Has the Office for Budget Responsibility screwed up the Stamp Duty figures?

Has the Office for Budget Responsibility screwed up the Stamp Duty figures?

I appreciate that Office for Budget Responsibility is taking flak at the moment for being “optimistic with the truth”, but I can’t help but chip in with yet another gripe.

I have deep concern that it has made a huge fluff of the numbers for Stamp Duty Land Tax that could leave the Treasury billions short on its target for the revenue so much needed to close the deficit.

We are being asked to believe that by 2014 the Treasury will be taking more in real terms from tax on the sales of residential and commercial land and property than it was during the pre-credit crunch boom years.

The graph shows the level of Stamp Duty taken from both commercial and housing property sales corrected for inflation (using OBR and Treasury deflators), the level of residential transactions and non-residential transactions magnified by 10 (to get it on the graph). The data coming from HMRC with the forecast to 2016 taken from OBR figures.

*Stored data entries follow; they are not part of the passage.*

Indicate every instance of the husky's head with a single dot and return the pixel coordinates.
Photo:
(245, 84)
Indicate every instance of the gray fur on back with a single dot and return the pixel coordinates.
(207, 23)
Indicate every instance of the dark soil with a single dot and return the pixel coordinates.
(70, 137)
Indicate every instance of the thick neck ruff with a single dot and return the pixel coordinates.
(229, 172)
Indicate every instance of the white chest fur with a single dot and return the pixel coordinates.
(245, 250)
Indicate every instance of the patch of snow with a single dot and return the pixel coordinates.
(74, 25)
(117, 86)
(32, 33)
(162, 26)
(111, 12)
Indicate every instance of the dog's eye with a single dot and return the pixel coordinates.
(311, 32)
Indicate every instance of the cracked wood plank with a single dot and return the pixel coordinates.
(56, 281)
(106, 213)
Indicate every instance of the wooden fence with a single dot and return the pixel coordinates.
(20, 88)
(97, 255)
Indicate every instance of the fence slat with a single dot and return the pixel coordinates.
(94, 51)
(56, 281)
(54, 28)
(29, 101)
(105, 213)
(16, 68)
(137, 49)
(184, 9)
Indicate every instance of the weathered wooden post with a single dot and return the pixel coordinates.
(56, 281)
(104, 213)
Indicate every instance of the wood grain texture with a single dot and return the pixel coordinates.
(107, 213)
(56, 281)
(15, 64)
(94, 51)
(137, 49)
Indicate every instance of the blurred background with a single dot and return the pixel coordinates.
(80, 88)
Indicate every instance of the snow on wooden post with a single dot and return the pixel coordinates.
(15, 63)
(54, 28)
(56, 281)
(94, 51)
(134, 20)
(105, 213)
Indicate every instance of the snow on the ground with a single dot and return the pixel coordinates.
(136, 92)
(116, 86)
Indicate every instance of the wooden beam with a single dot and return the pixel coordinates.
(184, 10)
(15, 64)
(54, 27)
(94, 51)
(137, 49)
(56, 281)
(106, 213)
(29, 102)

At the height of the boom HM Revenue was taking in cash terms just shy of £10 billion in SDLT, mostly from home sales, which provided about 2.2% of HMRC’s take.

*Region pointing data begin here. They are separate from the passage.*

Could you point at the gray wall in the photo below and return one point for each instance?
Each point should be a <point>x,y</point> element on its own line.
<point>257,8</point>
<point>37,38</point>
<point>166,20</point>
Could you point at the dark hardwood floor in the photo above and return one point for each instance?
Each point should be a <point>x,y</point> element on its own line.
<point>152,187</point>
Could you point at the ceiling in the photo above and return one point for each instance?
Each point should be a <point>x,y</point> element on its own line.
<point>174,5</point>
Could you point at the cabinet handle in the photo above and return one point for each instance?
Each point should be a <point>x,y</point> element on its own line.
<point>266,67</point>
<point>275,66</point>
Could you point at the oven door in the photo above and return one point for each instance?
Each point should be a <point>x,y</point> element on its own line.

That tax take dropped to £4.8 billion in 2008/09, which amounted to about 1.1% of HMRC income.

What is clear, and indeed unsurprising, is how volatile this tax is. It takes heavily in buoyant years and lightly when the property market slumps.

Now, looking at what the OBR expects will be taken from this tax in coming years is interesting. It expects that in the financial year ending 2015/16 SDLT will take in £13.5 billion, or about 2.5% of HMRC revenue.

By 2014 it expects to be taking in more than £12 billion annually, which when inflation is taken into account is a bit more than what was being taken in 2007.

Yes, there have been tweaks to the thresholds and any inflation in prices would bring a higher proportion of transactions into scope.

But I am not alone in thinking that the figures produced by OBR seem exceptionally high with an extreme downside risk. “Preposterous,” was one word use to describe the forecast by one of the industry experts I chatted to on the subject.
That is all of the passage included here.